On Behalf of | Aug 7, 2020 | Bankruptcy

There are a number of myths surrounding bankruptcy that can scare people away from getting a fresh start and relief from overwhelming debt. One of the most common myths is that your credit score will never recover after filing bankruptcy.

You might think that you’ll never get approved for a mortgage or a car loan after you file for bankruptcy, but this is not true at all.

What Happens To Your Credit After Bankruptcy?

The amount your credit score is impacted will vary depending on a few different circumstances including what your original score was, how much debt you discharged and what type of bankruptcy you file, among other factors.
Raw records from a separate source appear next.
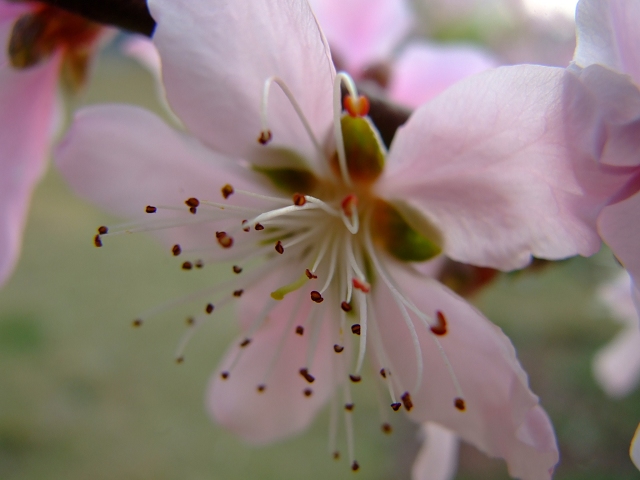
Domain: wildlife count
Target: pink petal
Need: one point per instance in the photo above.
(282, 409)
(143, 50)
(27, 112)
(617, 100)
(616, 367)
(215, 85)
(362, 32)
(488, 162)
(424, 70)
(608, 35)
(438, 457)
(502, 416)
(619, 226)
(124, 158)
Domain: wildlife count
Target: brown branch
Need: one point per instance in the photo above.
(134, 16)
(131, 15)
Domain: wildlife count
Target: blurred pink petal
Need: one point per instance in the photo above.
(438, 457)
(502, 416)
(423, 70)
(363, 32)
(27, 114)
(634, 448)
(617, 366)
(488, 160)
(608, 35)
(229, 119)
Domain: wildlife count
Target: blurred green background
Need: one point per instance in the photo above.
(85, 396)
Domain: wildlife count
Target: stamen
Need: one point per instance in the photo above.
(266, 133)
(227, 191)
(306, 375)
(356, 107)
(441, 328)
(341, 79)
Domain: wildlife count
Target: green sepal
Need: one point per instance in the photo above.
(404, 232)
(363, 147)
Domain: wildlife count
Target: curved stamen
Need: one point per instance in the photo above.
(266, 133)
(342, 78)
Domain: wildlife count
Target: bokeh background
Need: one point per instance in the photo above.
(85, 396)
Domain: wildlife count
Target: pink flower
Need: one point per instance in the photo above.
(607, 62)
(29, 69)
(617, 366)
(481, 173)
(371, 47)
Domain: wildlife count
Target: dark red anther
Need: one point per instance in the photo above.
(441, 327)
(460, 404)
(224, 240)
(356, 106)
(406, 400)
(361, 285)
(227, 191)
(265, 137)
(299, 199)
(307, 376)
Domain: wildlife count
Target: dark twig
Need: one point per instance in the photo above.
(134, 16)
(131, 15)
Unfortunately, your credit score will go down at least a little.

While it’s true your credit will take a major hit after filing for bankruptcy, this is not permanent damage. Bankruptcy stays on your credit report for a while, usually seven to 10 years. You may experience limited access to a credit card and low credit scores during this time, but this is not permanent.

When Will My Credit Recover?

Fortunately, you can begin to take steps to rebuild your credit right away. In some cases, your score can begin to recover relatively quickly, depending on the actions you take. Paying your bills on time and opening a low-limit secured credit card account are a few ways to begin repairing your credit score. The sooner you get started, the faster you’ll begin to see improvement.

Additionally, the impact of bankruptcy on your credit score will lessen over time.

While bankruptcy may seem daunting, especially with false or misleading information, it can provide significant relief and a fresh financial start for you and your family. Do not be deterred by its effects on your credit score or other common myths about the process.